Issue No. 05 - May (2012 vol. 34)
M. Hasegawa-Johnson , Dept. of Electr. & Comput. Eng., Univ. of Illinois at Urbana-Champaign, Urbana, IL, USA
S. M. Chu , Human Language Technol. Group, IBM T.J. Watson Res. Center, Yorktown Heights, NY, USA
Hao Tang , HP Labs., Palo Alto, CA, USA
T. S. Huang , Dept. of Electr. & Comput. Eng., Univ. of Illinois at Urbana-Champaign, Urbana, IL, USA
Content-based multimedia indexing, retrieval, and processing as well as multimedia databases demand the structuring of the media content (image, audio, video, text, etc.), one significant goal being to associate the identity of the content to the individual segments of the signals. In this paper, we specifically address the problem of speaker clustering, the task of assigning every speech utterance in an audio stream to its speaker. We offer a complete treatment to the idea of partially supervised speaker clustering, which refers to the use of our prior knowledge of speakers in general to assist the unsupervised speaker clustering process.

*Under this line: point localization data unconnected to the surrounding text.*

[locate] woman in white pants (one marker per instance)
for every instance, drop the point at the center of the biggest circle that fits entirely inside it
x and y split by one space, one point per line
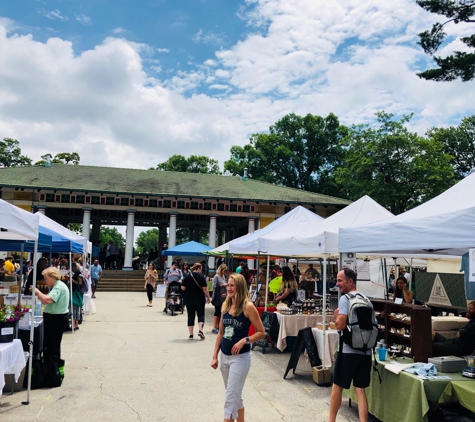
238 313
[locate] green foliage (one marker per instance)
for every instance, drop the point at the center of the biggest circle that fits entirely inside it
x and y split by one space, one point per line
459 142
10 154
111 233
61 158
147 240
395 167
193 164
298 152
460 64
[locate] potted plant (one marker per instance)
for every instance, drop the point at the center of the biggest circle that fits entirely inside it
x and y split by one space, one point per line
9 317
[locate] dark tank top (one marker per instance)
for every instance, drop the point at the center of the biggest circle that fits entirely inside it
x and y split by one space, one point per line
235 328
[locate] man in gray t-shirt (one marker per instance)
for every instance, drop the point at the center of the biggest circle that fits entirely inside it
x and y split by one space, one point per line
351 365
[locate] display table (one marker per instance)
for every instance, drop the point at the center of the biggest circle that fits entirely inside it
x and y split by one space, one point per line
260 309
462 392
291 324
331 345
12 361
403 397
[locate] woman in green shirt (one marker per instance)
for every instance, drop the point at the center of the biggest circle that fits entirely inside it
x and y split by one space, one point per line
55 314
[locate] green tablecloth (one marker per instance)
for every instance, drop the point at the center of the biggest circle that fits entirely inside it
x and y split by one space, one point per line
403 397
460 391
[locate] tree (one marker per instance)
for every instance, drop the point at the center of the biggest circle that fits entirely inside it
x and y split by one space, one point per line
147 240
61 158
461 64
459 142
10 154
111 233
75 227
193 164
395 167
298 152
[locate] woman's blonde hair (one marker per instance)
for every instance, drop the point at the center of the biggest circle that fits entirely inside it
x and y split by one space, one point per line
52 272
221 269
241 296
195 266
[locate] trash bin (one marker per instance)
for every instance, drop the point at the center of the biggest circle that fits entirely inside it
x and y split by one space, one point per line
10 384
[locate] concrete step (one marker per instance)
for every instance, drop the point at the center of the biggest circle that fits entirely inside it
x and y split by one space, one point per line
124 281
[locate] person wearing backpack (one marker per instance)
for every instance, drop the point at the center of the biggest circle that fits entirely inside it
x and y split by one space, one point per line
351 364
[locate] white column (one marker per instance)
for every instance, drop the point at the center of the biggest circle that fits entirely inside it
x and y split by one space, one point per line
171 236
251 227
129 241
212 238
86 222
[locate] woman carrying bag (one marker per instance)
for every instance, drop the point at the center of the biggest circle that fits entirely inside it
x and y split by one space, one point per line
219 295
238 313
196 296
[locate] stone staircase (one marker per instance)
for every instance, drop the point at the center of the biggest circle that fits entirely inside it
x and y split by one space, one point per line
124 281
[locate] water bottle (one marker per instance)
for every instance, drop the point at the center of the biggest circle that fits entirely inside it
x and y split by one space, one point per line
38 308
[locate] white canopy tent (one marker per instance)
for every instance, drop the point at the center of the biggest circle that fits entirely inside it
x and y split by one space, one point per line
445 225
304 235
25 224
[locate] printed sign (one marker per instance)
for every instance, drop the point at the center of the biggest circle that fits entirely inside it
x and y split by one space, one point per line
438 295
471 266
348 260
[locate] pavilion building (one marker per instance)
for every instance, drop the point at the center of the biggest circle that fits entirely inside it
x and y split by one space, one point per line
228 206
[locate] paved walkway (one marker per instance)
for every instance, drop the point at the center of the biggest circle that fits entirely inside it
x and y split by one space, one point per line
133 363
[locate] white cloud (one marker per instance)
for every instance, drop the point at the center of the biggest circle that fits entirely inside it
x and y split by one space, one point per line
348 57
53 15
84 19
208 37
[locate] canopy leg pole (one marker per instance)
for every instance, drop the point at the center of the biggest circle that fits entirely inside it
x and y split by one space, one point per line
267 283
71 292
32 324
324 311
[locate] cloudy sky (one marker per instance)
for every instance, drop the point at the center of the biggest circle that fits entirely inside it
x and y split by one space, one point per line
129 83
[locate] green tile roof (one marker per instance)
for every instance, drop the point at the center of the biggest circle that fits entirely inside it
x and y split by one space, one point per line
153 182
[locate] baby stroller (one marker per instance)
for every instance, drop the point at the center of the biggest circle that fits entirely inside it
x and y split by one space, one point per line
175 300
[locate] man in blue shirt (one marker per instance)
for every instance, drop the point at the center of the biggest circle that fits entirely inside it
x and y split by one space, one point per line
96 274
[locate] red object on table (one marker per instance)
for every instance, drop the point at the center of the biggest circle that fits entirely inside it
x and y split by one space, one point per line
260 309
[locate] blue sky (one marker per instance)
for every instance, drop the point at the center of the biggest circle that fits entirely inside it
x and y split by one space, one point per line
130 83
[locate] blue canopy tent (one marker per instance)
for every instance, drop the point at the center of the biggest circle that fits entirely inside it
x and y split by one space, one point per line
187 249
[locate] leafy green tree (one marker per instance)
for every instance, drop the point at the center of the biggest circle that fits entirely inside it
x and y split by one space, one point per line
10 154
61 158
298 152
461 64
193 164
459 142
75 227
111 233
147 240
395 167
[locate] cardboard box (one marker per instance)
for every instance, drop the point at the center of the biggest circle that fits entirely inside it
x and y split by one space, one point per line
321 375
448 364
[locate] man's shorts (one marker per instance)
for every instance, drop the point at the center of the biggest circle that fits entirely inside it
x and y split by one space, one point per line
352 367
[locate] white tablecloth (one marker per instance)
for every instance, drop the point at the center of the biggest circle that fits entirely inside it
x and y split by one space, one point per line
12 361
291 324
331 344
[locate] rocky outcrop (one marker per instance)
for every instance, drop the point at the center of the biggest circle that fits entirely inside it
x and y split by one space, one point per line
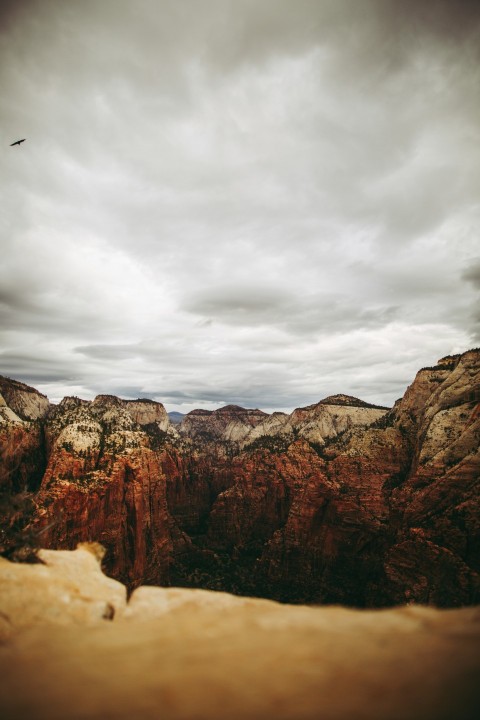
72 647
230 423
338 502
26 402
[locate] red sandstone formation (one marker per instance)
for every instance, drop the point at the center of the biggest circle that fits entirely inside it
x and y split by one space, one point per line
340 502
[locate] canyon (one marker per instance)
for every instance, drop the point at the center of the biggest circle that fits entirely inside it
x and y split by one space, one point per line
340 502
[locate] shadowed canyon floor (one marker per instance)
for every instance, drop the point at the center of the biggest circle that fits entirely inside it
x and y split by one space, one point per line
72 647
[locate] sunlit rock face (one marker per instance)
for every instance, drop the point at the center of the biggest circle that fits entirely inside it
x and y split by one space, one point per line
339 502
73 646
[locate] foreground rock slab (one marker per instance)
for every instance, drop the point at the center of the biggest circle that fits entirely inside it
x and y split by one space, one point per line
179 654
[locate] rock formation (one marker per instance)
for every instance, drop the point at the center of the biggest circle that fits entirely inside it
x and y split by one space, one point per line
73 647
338 502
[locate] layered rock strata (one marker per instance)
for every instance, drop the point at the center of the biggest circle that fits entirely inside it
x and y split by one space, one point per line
339 502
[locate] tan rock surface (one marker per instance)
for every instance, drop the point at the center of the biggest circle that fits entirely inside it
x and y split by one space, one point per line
67 587
197 655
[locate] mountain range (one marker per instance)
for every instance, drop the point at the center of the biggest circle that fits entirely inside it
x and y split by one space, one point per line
338 502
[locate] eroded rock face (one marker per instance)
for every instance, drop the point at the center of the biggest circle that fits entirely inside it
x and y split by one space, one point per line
72 647
340 502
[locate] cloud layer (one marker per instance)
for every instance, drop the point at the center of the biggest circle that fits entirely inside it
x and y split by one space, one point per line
220 201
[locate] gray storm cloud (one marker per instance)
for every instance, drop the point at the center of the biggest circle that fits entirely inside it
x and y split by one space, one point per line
238 201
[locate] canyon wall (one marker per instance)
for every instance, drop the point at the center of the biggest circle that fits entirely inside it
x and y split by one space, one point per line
339 502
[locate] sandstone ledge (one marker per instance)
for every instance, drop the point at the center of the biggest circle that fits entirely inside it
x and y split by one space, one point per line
196 655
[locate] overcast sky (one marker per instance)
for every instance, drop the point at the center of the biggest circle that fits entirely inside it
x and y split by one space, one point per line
261 202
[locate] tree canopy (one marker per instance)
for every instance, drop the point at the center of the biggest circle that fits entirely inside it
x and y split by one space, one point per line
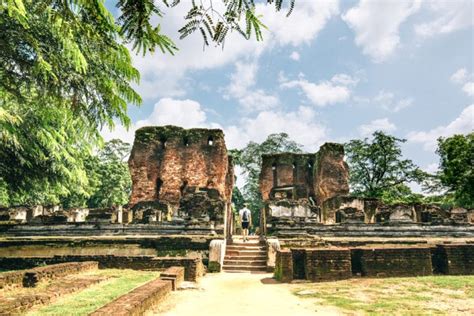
456 172
250 160
65 73
377 168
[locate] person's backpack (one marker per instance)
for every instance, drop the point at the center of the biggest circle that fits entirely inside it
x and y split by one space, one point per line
245 216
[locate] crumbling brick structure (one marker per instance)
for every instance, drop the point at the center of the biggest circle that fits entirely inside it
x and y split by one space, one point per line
181 176
294 186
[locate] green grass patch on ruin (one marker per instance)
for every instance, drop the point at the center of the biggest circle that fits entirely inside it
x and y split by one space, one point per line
89 300
432 295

By means of an independent training data set, we encode the prior knowledge at the various stages of the speaker clustering pipeline via 1) learning a speaker-discriminative acoustic feature transformation, 2) learning a universal speaker prior model, and 3) learning a discriminative speaker subspace, or equivalently, a speaker-discriminative distance metric. We study the directional scattering property of the Gaussian mixture model (GMM) mean supervector representation of utterances in the high-dimensional space, and advocate exploiting this property by using the cosine distance metric instead of the euclidean distance metric for speaker clustering in the GMM mean supervector space. We propose to perform discriminant analysis based on the cosine distance metric, which leads to a novel distance metric learning algorithm-linear spherical discriminant analysis (LSDA). We show that the proposed LSDA formulation can be systematically solved within the elegant graph embedding general dimensionality reduction framework. Our speaker clustering experiments on the GALE database clearly indicate that 1) our speaker clustering methods based on the GMM mean supervector representation and vector-based distance metrics outperform traditional speaker clustering methods based on the “bag of acoustic features” representation and statistical model-based distance metrics, 2) our advocated use of the cosine distance metric yields consistent increases in the speaker clustering performance as compared to the commonly used euclidean distance metric, 3) our partially supervised speaker clustering concept and strategies significantly improve the speaker clustering performance over the baselines, and 4) our proposed LSDA algorithm further leads to state-of-the-art speaker clustering performance.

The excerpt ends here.